R. Kelly's federal trial began last Wednesday in New York. He is being charged with racketeering, kidnapping, forced labor, and sex trafficking, as well as eight counts of violating the Mann Act, which prohibits sex trafficking across state lines. At our recent staff meeting, WCSAP staff were discussing how and why this man's exploitation was allowed to continue for so long.
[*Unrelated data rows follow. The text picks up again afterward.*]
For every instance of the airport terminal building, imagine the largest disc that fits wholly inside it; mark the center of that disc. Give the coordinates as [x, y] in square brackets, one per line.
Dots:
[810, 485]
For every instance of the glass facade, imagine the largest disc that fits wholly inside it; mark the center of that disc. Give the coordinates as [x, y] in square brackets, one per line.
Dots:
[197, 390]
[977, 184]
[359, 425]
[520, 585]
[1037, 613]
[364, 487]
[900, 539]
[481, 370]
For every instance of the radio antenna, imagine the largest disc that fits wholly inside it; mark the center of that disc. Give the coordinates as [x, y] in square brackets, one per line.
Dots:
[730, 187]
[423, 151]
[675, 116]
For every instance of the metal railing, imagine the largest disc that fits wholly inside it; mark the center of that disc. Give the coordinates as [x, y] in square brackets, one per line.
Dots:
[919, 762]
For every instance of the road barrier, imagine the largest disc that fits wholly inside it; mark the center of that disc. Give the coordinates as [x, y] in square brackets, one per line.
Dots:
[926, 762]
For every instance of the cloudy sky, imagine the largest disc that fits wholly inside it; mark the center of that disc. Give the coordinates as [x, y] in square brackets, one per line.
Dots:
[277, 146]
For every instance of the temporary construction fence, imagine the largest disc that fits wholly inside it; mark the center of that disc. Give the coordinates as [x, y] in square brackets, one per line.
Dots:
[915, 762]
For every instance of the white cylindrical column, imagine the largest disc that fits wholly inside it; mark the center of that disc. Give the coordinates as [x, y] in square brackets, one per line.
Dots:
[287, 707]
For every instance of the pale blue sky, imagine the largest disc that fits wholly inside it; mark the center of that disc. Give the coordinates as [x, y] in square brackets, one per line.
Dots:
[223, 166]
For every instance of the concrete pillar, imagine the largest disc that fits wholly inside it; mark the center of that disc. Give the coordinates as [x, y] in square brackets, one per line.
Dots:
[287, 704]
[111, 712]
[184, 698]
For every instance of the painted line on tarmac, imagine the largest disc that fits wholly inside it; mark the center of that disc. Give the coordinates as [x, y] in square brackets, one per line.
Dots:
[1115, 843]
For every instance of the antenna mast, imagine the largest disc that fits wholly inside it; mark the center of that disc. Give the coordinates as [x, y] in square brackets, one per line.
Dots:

R. Kelly's case is only of a series of powerful men like Jeffrey Epstein, Harvey Weinstein, and Larry Nassar that have been accused of exploiting their social position of fame and influence to abuse women and girls and have been shielded from accountability. These men preyed upon their victims' positions of marginalization to continue their abuse. Additionally, other people connected to these men — people with power or influence, or who are responsible for protecting the public — participated in the collusion of these crimes against humanity. In the case of R. Kelly, we see clearly how society continues to devalue the safety of women and girls and even more so how the legal system deprioritized the value of safety for Black or Brown women and girls.
As a part of our internal repair and equity work, WCSAP and OCVA are doing some ongoing joint learning led by Zoe Flowers. In our most recent session, Zoe shared with us about the use of the code NHI in law enforcement reports. NHI stands for No Humans Involved and has, and still is used, to describe and deprioritize criminal investigations where the victims are poor Black women, Black sex workers, Black women with criminal backgrounds, and/or Black women with substance use history.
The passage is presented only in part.